IT security has been one of the hottest topics among enterprises and public sector agencies in the past few years - and for good reason. The frequency of and subsequent damages associated with data breaches have been on a steeply rising track since the early 2000s and, despite the efforts of many decision-makers and leaders, there have been few signs that identity theft and information exposure are going to begin to dissipate any time soon.

It is worth noting that efforts to secure data, communications and systems have not been nearly as proactive, comprehensive or widespread as they should be, while the excuses for not having tight protections in place are few and far between. Email encryption, data center security, network monitoring and myriad other defense solutions are readily available and have become even more intuitive in the past few years.

Many companies have appeared to believe that they are simply outside the scope of the average hacker, and that they need not concern themselves with security investments given the fact that their risk level is so low. This is a strange, misguided and dangerous line of thinking that is the simple product of poor awareness, and it must be eradicated from the general mentalities of corporate executives in the near future.

Anyone who has read the news in the past year has likely become all-too-familiar with the term "data breach," so why is it not the highest priority of decision-makers in every organization around the globe? The answer has yet to be ironed out, but another massive breach has further indicated that leaders are in need of a significant changing of the guards if they should hope to avoid becoming the next victims.

Back to Russia
In what has been hailed as one of the most significant data breaches in the history of the Internet, Russian hackers are believed to have stolen roughly 1.2 billion email account logins and passwords. Before diving much further into this story, though, it is important to remember that experts and analysts have been skeptical to say the least, citing the fact that hard evidence of this theft has yet to come to fruition.

Furthermore, it is unclear which types of parties were targeted, why the hackers were only interested in email account information and many other matters of note. Now, though, experts are starting to gear up in their analysis of the event, trying to figure out what happened, why it did, where the breach originated and what needs to be done to avoid a similar occurrence in the future.

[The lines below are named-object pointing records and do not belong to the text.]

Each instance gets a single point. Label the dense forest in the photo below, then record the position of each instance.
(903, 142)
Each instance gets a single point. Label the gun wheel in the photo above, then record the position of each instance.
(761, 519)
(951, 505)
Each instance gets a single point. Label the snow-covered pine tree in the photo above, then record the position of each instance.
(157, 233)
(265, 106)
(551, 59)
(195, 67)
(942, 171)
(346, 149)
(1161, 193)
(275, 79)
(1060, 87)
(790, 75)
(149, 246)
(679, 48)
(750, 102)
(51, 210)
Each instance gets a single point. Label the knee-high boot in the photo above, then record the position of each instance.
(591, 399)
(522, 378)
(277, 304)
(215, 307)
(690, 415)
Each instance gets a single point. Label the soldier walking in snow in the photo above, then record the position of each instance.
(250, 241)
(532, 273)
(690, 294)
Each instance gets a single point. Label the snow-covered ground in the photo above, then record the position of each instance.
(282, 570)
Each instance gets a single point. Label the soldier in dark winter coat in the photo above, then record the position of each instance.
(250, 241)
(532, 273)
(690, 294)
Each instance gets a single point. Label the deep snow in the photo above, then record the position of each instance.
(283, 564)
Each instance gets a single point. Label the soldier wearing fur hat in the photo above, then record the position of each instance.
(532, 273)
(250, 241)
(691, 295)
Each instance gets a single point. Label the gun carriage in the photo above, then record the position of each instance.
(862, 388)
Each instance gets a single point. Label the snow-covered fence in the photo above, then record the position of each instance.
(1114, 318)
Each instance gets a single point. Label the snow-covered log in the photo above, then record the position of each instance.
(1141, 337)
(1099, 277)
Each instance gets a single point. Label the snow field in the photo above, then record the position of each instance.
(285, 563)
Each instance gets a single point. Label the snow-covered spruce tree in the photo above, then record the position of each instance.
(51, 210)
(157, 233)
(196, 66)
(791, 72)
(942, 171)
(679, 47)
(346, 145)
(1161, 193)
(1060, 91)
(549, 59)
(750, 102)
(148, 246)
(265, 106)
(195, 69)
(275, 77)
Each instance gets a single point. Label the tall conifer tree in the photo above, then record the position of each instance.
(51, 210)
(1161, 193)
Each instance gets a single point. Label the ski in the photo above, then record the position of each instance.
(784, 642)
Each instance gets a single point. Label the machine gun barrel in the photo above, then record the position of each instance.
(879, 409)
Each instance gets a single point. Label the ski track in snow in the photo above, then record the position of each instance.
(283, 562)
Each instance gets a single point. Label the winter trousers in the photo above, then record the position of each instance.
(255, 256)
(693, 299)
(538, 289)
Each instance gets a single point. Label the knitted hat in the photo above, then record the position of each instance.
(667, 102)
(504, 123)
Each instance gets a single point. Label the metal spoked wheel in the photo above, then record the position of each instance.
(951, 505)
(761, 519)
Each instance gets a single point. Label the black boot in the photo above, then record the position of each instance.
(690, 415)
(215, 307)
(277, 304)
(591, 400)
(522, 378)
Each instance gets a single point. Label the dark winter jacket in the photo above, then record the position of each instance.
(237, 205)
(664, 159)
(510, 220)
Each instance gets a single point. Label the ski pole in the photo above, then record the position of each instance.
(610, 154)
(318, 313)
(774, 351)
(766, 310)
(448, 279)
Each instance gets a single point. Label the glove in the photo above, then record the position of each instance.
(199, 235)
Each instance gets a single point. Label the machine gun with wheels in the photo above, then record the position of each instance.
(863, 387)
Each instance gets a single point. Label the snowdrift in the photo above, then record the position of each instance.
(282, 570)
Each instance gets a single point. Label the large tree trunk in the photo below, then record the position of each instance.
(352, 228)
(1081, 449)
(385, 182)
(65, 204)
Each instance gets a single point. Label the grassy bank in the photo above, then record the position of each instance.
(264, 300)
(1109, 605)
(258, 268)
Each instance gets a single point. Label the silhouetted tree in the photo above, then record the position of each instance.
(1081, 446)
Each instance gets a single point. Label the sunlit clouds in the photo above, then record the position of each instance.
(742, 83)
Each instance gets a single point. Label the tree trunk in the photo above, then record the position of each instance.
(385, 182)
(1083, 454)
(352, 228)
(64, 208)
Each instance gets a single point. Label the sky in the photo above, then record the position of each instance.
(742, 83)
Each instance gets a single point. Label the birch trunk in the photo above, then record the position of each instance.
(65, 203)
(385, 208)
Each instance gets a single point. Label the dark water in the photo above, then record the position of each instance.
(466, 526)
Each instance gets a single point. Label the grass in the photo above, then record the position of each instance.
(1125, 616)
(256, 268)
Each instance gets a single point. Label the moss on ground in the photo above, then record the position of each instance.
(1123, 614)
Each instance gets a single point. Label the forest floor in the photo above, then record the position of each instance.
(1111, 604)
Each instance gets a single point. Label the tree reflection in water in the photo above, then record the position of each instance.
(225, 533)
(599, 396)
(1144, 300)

Expert Brian Krebs, writing for the Sydney Morning Herald, recently affirmed that the security firm to uncover the breach has been reliable in the past, and that his analysis of the information at hand indicates that the event did in fact occur. He also noted that the amount of information breached is not all that high in the context of large cybercriminal operations that operate in Russia and other nations.

Krebs stated that similar breaches have been the product of SQL injections, and that stealing credentials can help assailants trick other users into giving up more. That is to say, once an account or website has been compromised, the breadth of damages can spread relatively quickly. He stated that spam and junk email are likely to be a big measure in the attack moving forward, and that individuals who do not have tight account credential management practices in place might want to be worried.

Time to move forward
At the end of the day, events such as this one tend to shock a little life into many decision-makers and business leaders, but can also lead to poor response and reactions. For example, some might believe that it is simply impossible to reduce their risks when a group of hackers half the world away can steal 1.2 billion email account credentials in one fell swoop, not being discovered until after the fact.

However, this is not the case. Companies that focus on more streamlined and effective access management, especially for sensitive accounts like email, will be more likely to take these types of events in stride. Hackers are highly opportunistic in nature, meaning they will always be going after the low-hanging fruit rather than the most well-equipped and defended organizations.

The New York Times, reporting on the event, cited the comments of Gartner security analyst Avivah Litan, who affirmed that traditional approaches to credential management are simply not going to cut it.

"Companies that rely on usernames and passwords have to develop a sense of urgency about changing this," Litan told the source. "Until they do, criminals will just keep stockpiling people's credentials."

Combined with sound email encryption, data center security and other technologies, smarter defense policies can make a big difference in the protection of corporate assets.